Por onde andamos, tropeçamos constantemente em destroços, granadas, invólucros de munições, restos de latas de conserva que, os poucos que as tenham, já nem se dão ao trabalho de as pôr no lixo, além de pedaços de tectos de zinco arrancados pelos rebentamentos, restos de móveis inúteis, etc.. Ainda por cima, a água que desde sempre aparecia nas torneiras, talvez uma hora (incerta) por dia, deixou praticamente de aparecer. Ou seja, se nos primeiros dias ainda conseguimos lavar as mãos e a cara muito apressadamente, pois havia sempre outros atrás de nós à espera de fazer o mesmo, agora já nem isso fazemos.
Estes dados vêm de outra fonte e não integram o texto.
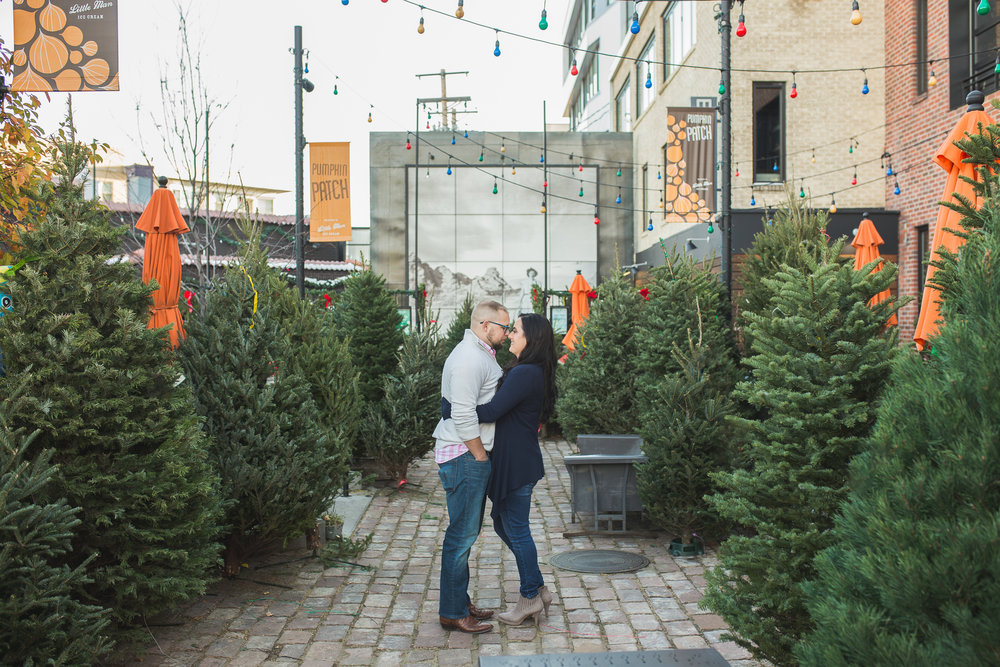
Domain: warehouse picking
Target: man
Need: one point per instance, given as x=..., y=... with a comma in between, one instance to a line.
x=461, y=451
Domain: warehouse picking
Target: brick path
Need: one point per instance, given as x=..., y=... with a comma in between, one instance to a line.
x=299, y=613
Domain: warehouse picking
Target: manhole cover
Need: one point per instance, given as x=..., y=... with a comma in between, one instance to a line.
x=599, y=561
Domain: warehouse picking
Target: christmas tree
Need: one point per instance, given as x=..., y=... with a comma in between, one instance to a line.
x=821, y=357
x=279, y=467
x=688, y=362
x=597, y=384
x=104, y=393
x=366, y=316
x=42, y=619
x=456, y=330
x=796, y=237
x=912, y=576
x=396, y=430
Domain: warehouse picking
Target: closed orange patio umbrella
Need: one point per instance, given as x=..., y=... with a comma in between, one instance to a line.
x=581, y=308
x=949, y=158
x=162, y=222
x=866, y=243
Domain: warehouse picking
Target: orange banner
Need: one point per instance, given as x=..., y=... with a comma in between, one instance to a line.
x=330, y=191
x=65, y=45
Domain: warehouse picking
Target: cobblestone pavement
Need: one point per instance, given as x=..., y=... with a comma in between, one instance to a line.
x=290, y=610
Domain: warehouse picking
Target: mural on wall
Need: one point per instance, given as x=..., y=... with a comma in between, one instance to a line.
x=65, y=45
x=689, y=187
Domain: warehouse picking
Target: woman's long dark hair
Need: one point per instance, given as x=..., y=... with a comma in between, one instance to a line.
x=539, y=348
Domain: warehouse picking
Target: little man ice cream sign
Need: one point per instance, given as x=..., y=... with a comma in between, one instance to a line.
x=330, y=191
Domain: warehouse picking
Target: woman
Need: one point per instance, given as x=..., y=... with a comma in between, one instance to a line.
x=525, y=398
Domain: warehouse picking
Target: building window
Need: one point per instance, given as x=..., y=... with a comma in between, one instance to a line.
x=972, y=44
x=922, y=257
x=678, y=34
x=645, y=68
x=623, y=107
x=922, y=67
x=768, y=132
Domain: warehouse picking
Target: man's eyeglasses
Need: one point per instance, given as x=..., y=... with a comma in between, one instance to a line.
x=505, y=327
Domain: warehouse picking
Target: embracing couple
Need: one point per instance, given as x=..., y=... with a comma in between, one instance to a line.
x=487, y=445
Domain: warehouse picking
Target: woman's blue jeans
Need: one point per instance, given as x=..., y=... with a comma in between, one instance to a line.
x=464, y=480
x=511, y=523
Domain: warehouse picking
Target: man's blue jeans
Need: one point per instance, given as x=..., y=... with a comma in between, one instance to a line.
x=511, y=524
x=464, y=480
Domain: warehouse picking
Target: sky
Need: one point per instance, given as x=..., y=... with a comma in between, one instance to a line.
x=372, y=46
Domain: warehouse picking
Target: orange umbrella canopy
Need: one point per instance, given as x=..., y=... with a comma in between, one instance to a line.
x=866, y=243
x=949, y=158
x=581, y=308
x=162, y=222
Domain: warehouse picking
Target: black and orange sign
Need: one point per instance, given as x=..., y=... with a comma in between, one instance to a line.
x=689, y=188
x=330, y=191
x=65, y=45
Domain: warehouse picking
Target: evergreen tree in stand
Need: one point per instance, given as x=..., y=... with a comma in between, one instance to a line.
x=912, y=576
x=821, y=358
x=597, y=384
x=278, y=466
x=106, y=397
x=42, y=620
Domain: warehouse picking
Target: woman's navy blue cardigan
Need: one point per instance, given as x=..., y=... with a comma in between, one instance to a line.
x=516, y=408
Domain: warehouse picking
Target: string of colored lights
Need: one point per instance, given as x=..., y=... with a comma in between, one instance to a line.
x=825, y=70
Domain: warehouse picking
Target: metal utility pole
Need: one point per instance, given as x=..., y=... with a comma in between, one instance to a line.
x=300, y=145
x=726, y=115
x=444, y=96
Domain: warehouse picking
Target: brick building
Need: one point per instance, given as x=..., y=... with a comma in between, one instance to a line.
x=921, y=109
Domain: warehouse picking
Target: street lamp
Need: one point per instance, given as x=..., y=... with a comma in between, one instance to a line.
x=300, y=145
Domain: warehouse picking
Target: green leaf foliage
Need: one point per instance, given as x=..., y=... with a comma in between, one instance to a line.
x=820, y=360
x=102, y=391
x=597, y=384
x=912, y=575
x=279, y=467
x=42, y=620
x=687, y=357
x=397, y=430
x=366, y=316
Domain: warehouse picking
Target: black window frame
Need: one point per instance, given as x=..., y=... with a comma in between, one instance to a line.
x=771, y=175
x=972, y=47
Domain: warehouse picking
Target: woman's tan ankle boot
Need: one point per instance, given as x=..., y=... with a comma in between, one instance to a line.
x=525, y=608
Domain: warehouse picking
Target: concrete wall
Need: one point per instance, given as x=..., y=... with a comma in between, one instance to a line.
x=472, y=241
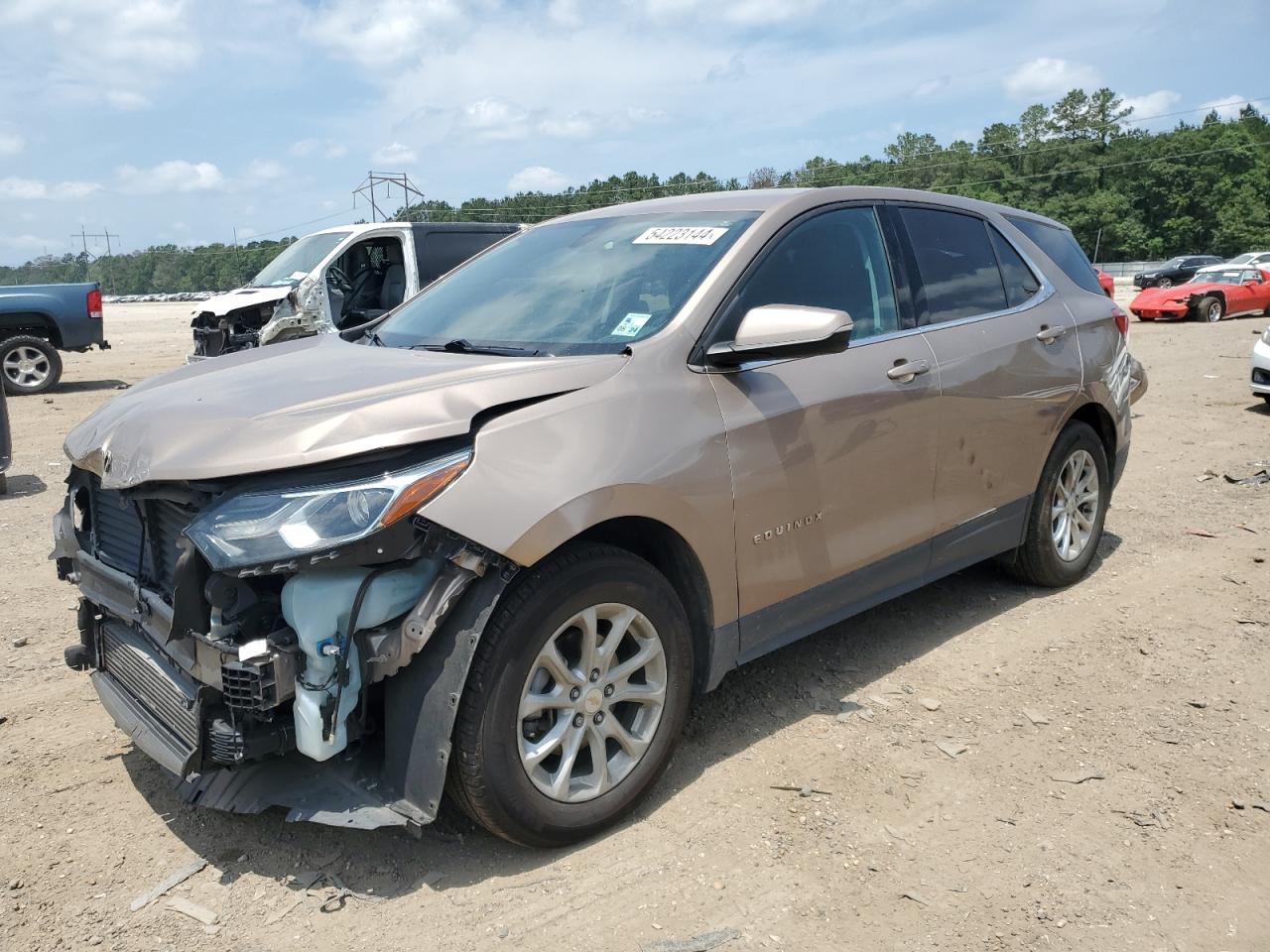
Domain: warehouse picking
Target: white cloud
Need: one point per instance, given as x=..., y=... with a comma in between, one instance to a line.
x=394, y=154
x=126, y=100
x=175, y=176
x=1151, y=104
x=575, y=126
x=264, y=171
x=377, y=32
x=536, y=178
x=743, y=13
x=329, y=149
x=495, y=118
x=13, y=186
x=564, y=13
x=10, y=143
x=32, y=189
x=1046, y=77
x=1227, y=107
x=930, y=86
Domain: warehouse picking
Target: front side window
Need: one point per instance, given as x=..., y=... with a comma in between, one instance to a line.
x=572, y=287
x=834, y=259
x=955, y=263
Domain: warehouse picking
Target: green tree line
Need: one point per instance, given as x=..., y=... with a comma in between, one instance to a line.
x=1198, y=188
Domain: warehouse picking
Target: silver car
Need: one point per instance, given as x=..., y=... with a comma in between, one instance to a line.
x=497, y=544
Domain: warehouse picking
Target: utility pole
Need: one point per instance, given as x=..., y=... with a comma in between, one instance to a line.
x=84, y=236
x=388, y=179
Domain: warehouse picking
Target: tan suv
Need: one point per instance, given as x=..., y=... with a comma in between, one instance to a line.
x=497, y=543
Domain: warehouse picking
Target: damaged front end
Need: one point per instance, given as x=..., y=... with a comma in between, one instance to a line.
x=296, y=643
x=249, y=317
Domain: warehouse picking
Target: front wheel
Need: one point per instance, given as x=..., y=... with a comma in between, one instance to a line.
x=575, y=698
x=1209, y=308
x=28, y=366
x=1065, y=525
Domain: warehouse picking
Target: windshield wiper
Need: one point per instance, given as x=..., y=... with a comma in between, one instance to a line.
x=461, y=345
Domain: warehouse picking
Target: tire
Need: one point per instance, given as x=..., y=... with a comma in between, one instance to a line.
x=1209, y=309
x=493, y=777
x=28, y=366
x=1038, y=561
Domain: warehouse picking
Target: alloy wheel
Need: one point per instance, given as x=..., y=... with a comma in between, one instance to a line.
x=592, y=702
x=26, y=367
x=1075, y=506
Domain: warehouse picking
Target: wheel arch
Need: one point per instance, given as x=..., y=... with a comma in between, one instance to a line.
x=35, y=324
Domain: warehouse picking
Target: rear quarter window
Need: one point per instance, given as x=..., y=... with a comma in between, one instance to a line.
x=956, y=266
x=1060, y=246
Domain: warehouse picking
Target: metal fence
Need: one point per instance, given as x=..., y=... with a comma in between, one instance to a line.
x=1125, y=270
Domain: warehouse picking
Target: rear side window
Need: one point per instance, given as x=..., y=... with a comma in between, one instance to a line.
x=834, y=259
x=957, y=268
x=1060, y=246
x=444, y=250
x=1020, y=282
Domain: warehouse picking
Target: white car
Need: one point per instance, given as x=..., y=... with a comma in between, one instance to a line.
x=1261, y=366
x=1254, y=259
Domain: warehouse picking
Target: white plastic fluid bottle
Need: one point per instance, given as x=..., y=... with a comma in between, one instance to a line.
x=317, y=606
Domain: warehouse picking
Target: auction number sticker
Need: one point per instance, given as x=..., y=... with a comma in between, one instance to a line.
x=681, y=235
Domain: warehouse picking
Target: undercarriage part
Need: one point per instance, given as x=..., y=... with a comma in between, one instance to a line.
x=232, y=742
x=393, y=648
x=317, y=604
x=258, y=683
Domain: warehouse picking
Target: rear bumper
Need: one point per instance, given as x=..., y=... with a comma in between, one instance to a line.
x=1261, y=368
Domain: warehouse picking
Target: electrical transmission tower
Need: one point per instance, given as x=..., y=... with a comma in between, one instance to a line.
x=84, y=236
x=386, y=180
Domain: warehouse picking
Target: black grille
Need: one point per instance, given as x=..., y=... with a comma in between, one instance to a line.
x=117, y=532
x=151, y=680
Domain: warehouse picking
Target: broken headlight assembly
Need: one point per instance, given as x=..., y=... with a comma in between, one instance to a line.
x=275, y=526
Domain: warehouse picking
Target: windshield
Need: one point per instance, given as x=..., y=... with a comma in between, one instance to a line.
x=575, y=287
x=1232, y=276
x=298, y=259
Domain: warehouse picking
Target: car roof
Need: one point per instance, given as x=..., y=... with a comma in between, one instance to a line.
x=765, y=199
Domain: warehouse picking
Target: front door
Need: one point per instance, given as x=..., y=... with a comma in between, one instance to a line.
x=832, y=456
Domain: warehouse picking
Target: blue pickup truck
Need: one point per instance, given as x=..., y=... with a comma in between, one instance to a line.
x=37, y=321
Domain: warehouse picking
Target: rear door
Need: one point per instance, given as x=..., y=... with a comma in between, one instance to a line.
x=832, y=456
x=1008, y=363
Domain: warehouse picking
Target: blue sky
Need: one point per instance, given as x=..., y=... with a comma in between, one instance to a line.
x=177, y=122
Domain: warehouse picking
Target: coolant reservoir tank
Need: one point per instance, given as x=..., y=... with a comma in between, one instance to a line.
x=317, y=604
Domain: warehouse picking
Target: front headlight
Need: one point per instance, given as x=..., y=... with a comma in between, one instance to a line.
x=266, y=527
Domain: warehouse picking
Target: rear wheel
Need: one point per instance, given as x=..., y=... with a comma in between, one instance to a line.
x=28, y=366
x=575, y=698
x=1209, y=308
x=1067, y=513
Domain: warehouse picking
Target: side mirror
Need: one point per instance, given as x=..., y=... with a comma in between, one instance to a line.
x=783, y=331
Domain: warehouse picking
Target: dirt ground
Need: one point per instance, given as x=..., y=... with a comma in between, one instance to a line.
x=1150, y=674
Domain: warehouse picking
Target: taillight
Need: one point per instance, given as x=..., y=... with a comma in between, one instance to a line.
x=1121, y=321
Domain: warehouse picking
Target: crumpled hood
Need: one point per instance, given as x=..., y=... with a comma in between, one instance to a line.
x=244, y=298
x=307, y=402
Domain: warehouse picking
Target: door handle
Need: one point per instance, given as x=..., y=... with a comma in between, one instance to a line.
x=905, y=371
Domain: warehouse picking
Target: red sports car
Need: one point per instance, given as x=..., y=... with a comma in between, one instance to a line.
x=1215, y=293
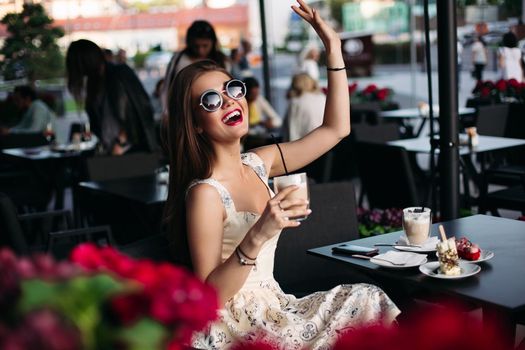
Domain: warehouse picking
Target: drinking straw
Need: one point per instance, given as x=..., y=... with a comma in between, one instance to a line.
x=281, y=153
x=442, y=232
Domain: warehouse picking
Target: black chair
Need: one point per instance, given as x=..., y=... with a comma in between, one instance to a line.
x=387, y=176
x=333, y=220
x=320, y=170
x=492, y=120
x=23, y=140
x=512, y=198
x=381, y=132
x=129, y=221
x=119, y=167
x=344, y=164
x=59, y=243
x=155, y=247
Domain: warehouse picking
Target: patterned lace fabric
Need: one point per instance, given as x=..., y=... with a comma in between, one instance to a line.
x=262, y=308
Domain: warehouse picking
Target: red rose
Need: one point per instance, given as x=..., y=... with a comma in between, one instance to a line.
x=382, y=94
x=369, y=89
x=129, y=307
x=513, y=83
x=375, y=337
x=485, y=92
x=489, y=84
x=501, y=85
x=352, y=88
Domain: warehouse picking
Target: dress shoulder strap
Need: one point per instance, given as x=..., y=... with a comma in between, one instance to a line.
x=256, y=163
x=223, y=192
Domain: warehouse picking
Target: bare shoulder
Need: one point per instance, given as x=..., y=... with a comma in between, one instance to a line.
x=205, y=194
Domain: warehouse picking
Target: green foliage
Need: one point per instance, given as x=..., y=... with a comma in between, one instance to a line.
x=79, y=298
x=31, y=50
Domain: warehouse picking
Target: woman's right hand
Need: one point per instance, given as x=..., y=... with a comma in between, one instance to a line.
x=277, y=214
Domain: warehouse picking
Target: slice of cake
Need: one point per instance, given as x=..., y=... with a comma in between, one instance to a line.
x=448, y=257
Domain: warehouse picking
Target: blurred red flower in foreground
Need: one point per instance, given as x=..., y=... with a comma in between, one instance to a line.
x=434, y=329
x=101, y=300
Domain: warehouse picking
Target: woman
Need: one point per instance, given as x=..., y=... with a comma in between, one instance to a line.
x=220, y=204
x=305, y=110
x=509, y=58
x=119, y=109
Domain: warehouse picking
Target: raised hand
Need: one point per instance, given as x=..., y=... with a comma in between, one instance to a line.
x=310, y=15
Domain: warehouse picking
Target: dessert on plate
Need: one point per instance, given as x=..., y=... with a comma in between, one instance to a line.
x=448, y=255
x=467, y=250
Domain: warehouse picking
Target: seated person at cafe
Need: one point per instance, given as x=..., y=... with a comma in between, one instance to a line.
x=36, y=114
x=262, y=114
x=118, y=106
x=305, y=108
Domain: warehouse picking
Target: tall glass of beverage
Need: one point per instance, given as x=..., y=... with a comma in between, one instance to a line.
x=300, y=180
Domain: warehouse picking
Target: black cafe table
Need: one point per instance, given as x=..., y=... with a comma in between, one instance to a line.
x=404, y=114
x=132, y=206
x=144, y=190
x=500, y=286
x=53, y=164
x=486, y=144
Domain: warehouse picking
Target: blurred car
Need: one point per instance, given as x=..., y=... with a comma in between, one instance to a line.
x=158, y=61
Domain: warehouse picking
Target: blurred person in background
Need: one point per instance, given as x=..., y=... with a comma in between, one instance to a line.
x=121, y=57
x=36, y=117
x=262, y=116
x=108, y=55
x=479, y=57
x=305, y=108
x=156, y=101
x=119, y=109
x=309, y=62
x=246, y=48
x=235, y=60
x=509, y=58
x=201, y=43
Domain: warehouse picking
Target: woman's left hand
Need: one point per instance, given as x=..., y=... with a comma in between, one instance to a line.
x=310, y=15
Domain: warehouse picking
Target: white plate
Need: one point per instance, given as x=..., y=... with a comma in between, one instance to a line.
x=385, y=263
x=484, y=256
x=431, y=269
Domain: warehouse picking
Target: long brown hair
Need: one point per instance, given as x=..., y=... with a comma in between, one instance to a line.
x=190, y=153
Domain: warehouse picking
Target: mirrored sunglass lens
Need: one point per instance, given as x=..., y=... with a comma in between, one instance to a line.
x=211, y=101
x=236, y=89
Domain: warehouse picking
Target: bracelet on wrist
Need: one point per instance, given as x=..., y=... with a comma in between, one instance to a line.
x=335, y=69
x=242, y=260
x=244, y=254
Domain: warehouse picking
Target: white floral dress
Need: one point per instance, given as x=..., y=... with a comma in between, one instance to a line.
x=261, y=308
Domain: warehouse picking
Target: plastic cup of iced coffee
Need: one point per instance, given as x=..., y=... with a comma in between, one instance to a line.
x=300, y=180
x=416, y=224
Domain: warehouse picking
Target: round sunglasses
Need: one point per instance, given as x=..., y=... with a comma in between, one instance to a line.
x=211, y=100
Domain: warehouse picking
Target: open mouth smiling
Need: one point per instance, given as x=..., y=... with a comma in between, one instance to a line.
x=233, y=118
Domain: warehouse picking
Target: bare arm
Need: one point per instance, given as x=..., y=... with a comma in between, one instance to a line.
x=205, y=217
x=336, y=120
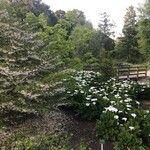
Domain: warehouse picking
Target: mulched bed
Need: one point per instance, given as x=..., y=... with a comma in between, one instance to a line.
x=60, y=121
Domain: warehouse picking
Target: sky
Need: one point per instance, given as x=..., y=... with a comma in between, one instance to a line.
x=93, y=8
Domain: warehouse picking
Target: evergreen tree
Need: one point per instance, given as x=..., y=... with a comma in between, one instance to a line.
x=144, y=30
x=128, y=44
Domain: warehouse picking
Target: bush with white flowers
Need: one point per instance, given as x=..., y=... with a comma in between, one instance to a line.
x=114, y=104
x=90, y=95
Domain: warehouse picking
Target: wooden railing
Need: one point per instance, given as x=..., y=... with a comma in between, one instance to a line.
x=128, y=71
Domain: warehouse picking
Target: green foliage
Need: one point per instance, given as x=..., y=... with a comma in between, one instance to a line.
x=89, y=93
x=127, y=46
x=143, y=30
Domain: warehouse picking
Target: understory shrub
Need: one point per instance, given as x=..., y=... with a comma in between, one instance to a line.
x=120, y=118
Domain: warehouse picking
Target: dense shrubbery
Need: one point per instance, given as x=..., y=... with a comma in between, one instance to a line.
x=114, y=104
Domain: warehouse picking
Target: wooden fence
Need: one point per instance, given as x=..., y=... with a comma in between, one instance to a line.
x=128, y=71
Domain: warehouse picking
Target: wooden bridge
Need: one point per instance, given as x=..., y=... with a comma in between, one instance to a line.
x=132, y=72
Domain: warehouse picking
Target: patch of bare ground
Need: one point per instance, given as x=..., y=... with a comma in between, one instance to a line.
x=59, y=121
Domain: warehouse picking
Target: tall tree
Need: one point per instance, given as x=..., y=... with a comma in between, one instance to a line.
x=144, y=30
x=129, y=42
x=24, y=65
x=105, y=24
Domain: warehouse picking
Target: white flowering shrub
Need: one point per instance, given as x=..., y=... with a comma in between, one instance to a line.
x=114, y=103
x=90, y=95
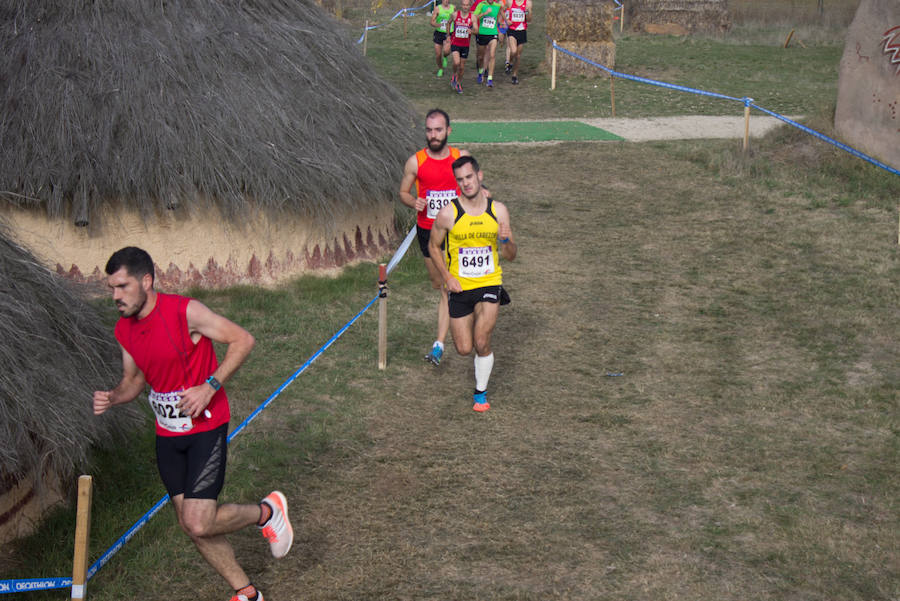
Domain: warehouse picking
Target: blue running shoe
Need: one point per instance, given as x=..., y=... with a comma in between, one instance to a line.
x=434, y=356
x=480, y=403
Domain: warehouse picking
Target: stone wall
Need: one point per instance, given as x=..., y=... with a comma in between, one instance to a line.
x=868, y=102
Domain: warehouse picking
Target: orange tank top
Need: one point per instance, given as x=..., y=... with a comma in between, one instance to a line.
x=436, y=184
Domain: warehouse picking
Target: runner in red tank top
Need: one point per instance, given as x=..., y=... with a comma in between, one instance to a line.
x=166, y=342
x=465, y=27
x=519, y=16
x=430, y=171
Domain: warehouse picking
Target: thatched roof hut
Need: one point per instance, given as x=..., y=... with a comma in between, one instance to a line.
x=235, y=140
x=54, y=353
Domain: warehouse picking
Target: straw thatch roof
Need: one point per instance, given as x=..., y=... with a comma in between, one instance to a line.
x=55, y=352
x=156, y=103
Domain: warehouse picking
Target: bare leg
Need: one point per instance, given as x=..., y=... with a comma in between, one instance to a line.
x=443, y=309
x=475, y=329
x=490, y=57
x=517, y=56
x=485, y=320
x=206, y=524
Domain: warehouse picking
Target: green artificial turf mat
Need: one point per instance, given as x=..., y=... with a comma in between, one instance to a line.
x=527, y=131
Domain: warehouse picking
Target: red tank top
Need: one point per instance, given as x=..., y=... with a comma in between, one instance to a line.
x=161, y=346
x=436, y=184
x=516, y=19
x=462, y=30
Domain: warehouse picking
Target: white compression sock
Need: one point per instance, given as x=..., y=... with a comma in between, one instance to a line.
x=483, y=367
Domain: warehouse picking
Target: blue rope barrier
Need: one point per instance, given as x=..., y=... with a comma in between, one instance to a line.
x=401, y=12
x=748, y=102
x=45, y=584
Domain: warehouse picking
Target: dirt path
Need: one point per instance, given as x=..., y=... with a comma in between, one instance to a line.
x=692, y=127
x=685, y=128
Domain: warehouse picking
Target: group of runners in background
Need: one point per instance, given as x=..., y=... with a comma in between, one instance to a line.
x=493, y=23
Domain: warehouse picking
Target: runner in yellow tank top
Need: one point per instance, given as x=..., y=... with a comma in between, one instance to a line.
x=476, y=232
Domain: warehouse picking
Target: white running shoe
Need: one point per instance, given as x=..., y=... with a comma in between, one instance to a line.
x=278, y=530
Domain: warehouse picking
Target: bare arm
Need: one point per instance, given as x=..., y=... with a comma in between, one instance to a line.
x=201, y=320
x=508, y=249
x=442, y=224
x=410, y=171
x=131, y=385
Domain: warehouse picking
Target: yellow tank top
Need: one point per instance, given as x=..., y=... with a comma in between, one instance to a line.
x=471, y=248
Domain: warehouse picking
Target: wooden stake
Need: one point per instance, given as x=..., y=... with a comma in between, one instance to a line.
x=553, y=68
x=382, y=316
x=82, y=538
x=787, y=40
x=366, y=37
x=746, y=127
x=612, y=92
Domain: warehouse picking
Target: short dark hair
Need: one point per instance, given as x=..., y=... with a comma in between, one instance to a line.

No caso do pessoal “marado” faz já catorze dias que temos no corpinho o mesmo camuflado, vestido vinte e quatro horas por dia, quase todos sem ter conseguido tomar um banho. De cabelos desgrenhados e cinzentos da poeira e com barbas por fazer da mesma cor, ainda conseguimos brincar, dizendo que se corrêssemos para um turra desta maneira, ele morreria logo, mas era de susto! E caso aguentasse olhar para o nosso terrível aspecto, sucumbiria à mesma, com o cheiro… Eu cá, se despir o dólmen e o poisar no chão, ele aguenta-se, de certezinha, em pé. O suor acumulado, a volumosa pasta de sangue dos camaradas mortos e feridos que absorveu no abrigo do Obus, confesso que algumas lágrimas em cima, mais a moinha do cacimbo, à noite, o pó poisado durante as deslocações e emboscadas, e ainda a sujidade de terra desde que passei a dormir no chão, tudo isto acumulado dá uma argamassa que nem colete à prova de bala. O curioso é que não me sinto propriamente a cheirar mal, nem sinto que os meus companheiros cheirem mal. Terei perdido o olfacto? Ou, nas nossa narinas, também o hábito faz o monge? Não faço ideia porquê, nem como, mas de repente dei por ter ficado sem os atacadores das duas botas de lona. Das meias verdes, resta-me uma, cujos buracos me estão a provocar bolhas. A do pé direito era um buraco só e desfez-se: achei-a folgada demais, puxei-a e, desprovida da “sola”, saiu inteirinha do pé sem necessidade de descalçar a bota.
29 de Maio
Pelo menos um héli-canhão e logo a seguir dois Allouette III surgem de supetão sobre as casas e, perante o espanto geral, aterram no largo a que chamamos parada. É uma surpresa para nós, obviamente que não para o tenente-coronel, que antes colocara de prevenção o pessoal de armas pesadas, perspectivando-se, assim, que algo estivesse para acontecer. E aconteceu: as aeronaves trazem a bordo o comandante-chefe, – general António de Spínola. Vêm, por certo, em voo rasante à copa das árvores, que a baixa altitude foi o modo encontrado pela FAP para reduzir o risco de se fragilizar perante o moderno equipamento antiaéreo da guerrilha.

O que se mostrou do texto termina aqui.